Ketiga, Stereotipe. Stereotipe adalah pelabelan atau penandaan terhadap suatu kelompok tertentu. Perempuan dilabelkan sebagai seseorang yang suka bersolek diri dengan tujuan menarik perhatian laki-laki. Hal tersebut membuat kasus pemerkosaan ataupun pelacuran, menjadikan perempuan sebagai yang biang permasalahan, malah bukan sebagai korban. Pada kasus pemerkosaan seorang pembantu rumah tangga oleh majikannya, akan mengakibatkan stereotip masyarakat lebih dulu menilai pembantu rumah tangga yang mungkin telah bersikap menggoda si majikannya, padahal bukankah korban pemerkosaan adalah pembantu tersebut. Dalam razia pelacuran, polisi seringkali menangkap perempuan PSK (pekerja seks komersil), daripada para klien laki-laki hidung belang. PSK dianggap lebih bersalah daripada klien laki-lakinya. Stereotip inilah yang harus kita singkirkan jauh-jauh dari pemahaman masyarakat.
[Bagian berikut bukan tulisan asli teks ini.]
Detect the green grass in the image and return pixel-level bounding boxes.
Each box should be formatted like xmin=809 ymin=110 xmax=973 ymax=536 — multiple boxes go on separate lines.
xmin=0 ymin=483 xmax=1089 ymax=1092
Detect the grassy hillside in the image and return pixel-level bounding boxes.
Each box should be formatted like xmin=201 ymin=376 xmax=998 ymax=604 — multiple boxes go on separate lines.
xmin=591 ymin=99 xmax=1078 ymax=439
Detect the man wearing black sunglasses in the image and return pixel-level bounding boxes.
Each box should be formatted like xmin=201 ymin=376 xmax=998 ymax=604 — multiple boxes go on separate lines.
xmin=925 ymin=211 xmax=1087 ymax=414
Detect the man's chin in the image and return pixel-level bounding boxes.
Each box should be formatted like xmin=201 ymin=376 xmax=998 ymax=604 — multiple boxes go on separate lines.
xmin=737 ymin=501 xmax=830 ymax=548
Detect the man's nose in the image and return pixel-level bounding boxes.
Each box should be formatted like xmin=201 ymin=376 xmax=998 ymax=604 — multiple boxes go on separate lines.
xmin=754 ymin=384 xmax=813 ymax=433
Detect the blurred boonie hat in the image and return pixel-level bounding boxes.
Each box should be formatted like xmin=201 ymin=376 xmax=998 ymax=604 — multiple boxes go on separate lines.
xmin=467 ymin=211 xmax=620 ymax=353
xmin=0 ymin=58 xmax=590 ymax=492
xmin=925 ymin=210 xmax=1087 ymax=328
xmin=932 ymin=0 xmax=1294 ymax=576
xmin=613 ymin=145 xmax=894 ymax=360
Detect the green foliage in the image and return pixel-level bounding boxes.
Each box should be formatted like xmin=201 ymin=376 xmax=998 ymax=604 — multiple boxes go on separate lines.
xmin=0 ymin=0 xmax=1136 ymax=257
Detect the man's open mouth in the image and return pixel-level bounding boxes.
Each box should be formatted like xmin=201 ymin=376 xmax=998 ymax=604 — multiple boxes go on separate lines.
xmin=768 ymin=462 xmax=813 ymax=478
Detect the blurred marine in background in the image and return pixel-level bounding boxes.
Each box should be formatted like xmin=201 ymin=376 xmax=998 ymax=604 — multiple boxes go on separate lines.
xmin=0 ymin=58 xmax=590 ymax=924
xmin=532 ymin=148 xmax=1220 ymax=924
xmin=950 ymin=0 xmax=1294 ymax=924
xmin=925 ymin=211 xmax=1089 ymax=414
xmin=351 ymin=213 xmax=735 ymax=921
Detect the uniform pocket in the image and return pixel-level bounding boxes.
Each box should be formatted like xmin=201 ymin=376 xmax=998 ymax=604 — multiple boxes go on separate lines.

Keempat, Beban kerja. Kenapa perempuan yang bekerja juga diharuskan menanggung beban kerja rumah tangga? Bukankah rumah tangga terdiri dari suami dan istri. Jika suami dan istrinya juga bekerja, maka pekerjaan rumah tangga haruslah dibagi adil. Tidak sepenuhnya pekerjaan rumah tangga dikerjakan oleh perempuan hanya karena pandangan masyarakat yang mengatakan pekerjaan wajib perempuan yaitu menyapu, mencuci, memasak,dll. Bukankah laki-laki juga dapat mngerjakan hal tersebut?.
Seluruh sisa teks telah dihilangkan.